It is costly to find alternatives to low-priced Chinese rare earths, whether those alternatives are opening and reopening mines, inventing new recycling process, or developing substitutes. Nonetheless, in the current situation, where China not only has major control over global supply but has also begun stockpiling in preparation for future market demand, continuing efforts to diversify the supply chain portfolio are critical for the United States and its allies — from both economic and security perspectives. It is not sustainable to rely on Chinese rare earths, although they look very cost-effective in a very short term. Now is the time to revisit the powerful dynamics of rare earth elements and to establish a strategy to win the soon-to-be-more-competitive battle of the market.

Not That Rare? So What?

In April of 2018, The Verge reported China can’t control the market in rare earth elements because they aren’t all that rare.

The Verge contradicts its own headline in the body.

The whole process is “expensive, difficult, and dangerous,” says former rare earth trader and freelance journalist Tim Worstall. He tells The Verge that, because of this, the West has been more or less happy to cede production of rare earths to China. From the 1960s to the ‘80s, the US did actually supply the world with these elements; all extracted from a single mine in California named Mountain Pass.
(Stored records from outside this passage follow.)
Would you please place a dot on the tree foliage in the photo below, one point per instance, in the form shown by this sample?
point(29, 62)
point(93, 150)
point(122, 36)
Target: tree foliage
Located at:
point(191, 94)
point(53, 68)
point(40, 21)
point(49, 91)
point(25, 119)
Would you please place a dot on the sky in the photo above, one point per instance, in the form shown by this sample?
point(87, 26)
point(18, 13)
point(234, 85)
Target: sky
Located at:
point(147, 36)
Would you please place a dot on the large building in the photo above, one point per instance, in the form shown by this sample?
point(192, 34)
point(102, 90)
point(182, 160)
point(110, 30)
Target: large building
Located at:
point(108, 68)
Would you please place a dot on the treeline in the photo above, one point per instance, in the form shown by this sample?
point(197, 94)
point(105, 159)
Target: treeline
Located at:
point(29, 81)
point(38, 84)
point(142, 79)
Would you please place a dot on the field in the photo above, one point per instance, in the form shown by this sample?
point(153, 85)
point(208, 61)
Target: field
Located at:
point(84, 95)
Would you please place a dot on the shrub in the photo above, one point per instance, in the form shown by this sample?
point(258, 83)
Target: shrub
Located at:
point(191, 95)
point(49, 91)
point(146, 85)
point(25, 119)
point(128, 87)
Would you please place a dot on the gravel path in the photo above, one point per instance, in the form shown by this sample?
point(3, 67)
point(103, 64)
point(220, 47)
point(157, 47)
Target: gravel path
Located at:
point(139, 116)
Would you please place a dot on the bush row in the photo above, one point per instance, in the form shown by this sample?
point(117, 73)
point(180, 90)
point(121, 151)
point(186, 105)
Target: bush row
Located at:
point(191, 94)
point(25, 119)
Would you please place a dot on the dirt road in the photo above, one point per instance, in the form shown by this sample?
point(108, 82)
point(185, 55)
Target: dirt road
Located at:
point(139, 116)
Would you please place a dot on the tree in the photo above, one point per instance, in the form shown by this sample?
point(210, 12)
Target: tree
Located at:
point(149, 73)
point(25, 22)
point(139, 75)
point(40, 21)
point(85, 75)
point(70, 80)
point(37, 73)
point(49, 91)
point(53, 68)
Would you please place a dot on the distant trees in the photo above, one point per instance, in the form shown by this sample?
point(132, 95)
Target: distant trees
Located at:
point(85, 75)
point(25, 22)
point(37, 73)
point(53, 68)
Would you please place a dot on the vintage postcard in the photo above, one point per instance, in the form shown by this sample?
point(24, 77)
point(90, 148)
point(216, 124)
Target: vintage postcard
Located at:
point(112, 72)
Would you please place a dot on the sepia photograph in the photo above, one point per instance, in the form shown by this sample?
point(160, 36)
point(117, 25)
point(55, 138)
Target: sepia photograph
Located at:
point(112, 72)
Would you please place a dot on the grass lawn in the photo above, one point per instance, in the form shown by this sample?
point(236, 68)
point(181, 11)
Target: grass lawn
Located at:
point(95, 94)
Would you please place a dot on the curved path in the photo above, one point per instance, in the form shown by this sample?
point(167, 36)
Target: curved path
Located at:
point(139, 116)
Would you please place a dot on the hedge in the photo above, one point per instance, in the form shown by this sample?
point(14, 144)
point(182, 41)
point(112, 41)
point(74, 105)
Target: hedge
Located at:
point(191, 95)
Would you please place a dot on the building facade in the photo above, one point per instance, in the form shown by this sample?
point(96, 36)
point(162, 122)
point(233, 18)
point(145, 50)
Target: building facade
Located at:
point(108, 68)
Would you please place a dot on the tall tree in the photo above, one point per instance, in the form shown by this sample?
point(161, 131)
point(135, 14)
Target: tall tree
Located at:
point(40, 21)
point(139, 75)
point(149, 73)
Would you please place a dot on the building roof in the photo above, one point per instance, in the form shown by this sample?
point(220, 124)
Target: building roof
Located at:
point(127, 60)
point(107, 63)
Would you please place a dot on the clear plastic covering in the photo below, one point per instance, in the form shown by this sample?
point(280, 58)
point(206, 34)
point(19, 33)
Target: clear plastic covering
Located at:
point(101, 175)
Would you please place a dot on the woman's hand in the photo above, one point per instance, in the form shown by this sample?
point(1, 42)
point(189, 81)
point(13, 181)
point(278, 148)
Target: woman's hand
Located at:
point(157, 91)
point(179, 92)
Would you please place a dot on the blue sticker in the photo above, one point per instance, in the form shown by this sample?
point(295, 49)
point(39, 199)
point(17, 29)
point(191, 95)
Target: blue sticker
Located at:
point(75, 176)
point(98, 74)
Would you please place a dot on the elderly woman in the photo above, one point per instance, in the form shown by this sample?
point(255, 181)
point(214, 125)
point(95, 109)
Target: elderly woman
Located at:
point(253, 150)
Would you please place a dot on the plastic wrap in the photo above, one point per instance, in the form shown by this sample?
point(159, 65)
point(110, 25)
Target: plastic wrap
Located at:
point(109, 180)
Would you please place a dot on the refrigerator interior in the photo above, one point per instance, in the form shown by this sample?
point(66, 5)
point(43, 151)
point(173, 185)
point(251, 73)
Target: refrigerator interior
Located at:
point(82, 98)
But in the ‘90s, China entered the market and drove down prices, making Mountain Pass unprofitable and leading to its closure in 2002.

Worstall says there are many reasons production moved overseas. Some of these are familiar: cheap labor costs and a willingness to overlook environmental damage, for example. But there’s also the fact that rare earth production in China is often a byproduct of other mining operations. “The biggest plant there is actually an iron ore mine which extracts rare earths on the side,” says Worstall. This means that, unlike the Mountain Pass mine, producers aren’t reliant on a single product. “If you are trying to only produce rare earths, then you’re subject to the swings and roundabouts of the market.”

In a paper describing the Minamitori find published in Nature Scientific Reports, the Japanese suggest a hydrocycle could use centrifugal forces to quickly separate out a lot of the unnecessary materials in the sea mud. But this method is unproven.

“Nobody has ever done it before, and no-one has proved it can work at an industrial scale,” says Professor Frances Wall of the Exeter University’s Camborne School of Mines. Wall tells The Verge that the Japanese team are doing “some nice work,” but says a huge amount of research has yet to be done before the seabed becomes a reliable source of these important elements. “There have been literally hundreds of exploration projects [that have found rare earth metals] and they’ve not been able to go forward through production because they can’t prove they’ll make any money,” says Wall.

Where's the Mine?

Rare earths may not be that rare but how long does it takes to start a mine and produce what you need?

It was a WTO ruling that eventually led to the price collapse, some four years later! And if Trump has no use for the WTO, maybe China will decide the same thing.

Alleged Steel Glut

Let's step back for a moment and look at what started this trade war: An alleged steel glut. China supposedly was dumping steel below cost.

Complaining about "dumping" is idiotic. If someone is providing goods cheaper than you or they can make them, you are getting one hell of a good deal! Period. End of story. If it hurts steel manufacturers, then it benefits thousands of other companies that use steel.

And tariffs pick winners and losers, mostly losers, all but the steel industry in fact. To argue about this is absurd.

When someone Tweeted about a steel glut today, I responded:

Oceans of Gluts

If there is a "steel glut" then there is a "soybean glut". There are tens of thousands of gluts. Literally every export can be deemed a glut.

And again, if China is indeed subsidizing steel, then we should be eternally grateful. Instead, Trump spits in their face.


By the way, the US subsidizes Boeing and the entire defense industry by fighting needless, counterproductive wars. And what about the sugar lobby? Ethanol?

So not only are we stupid, we are hypocrites.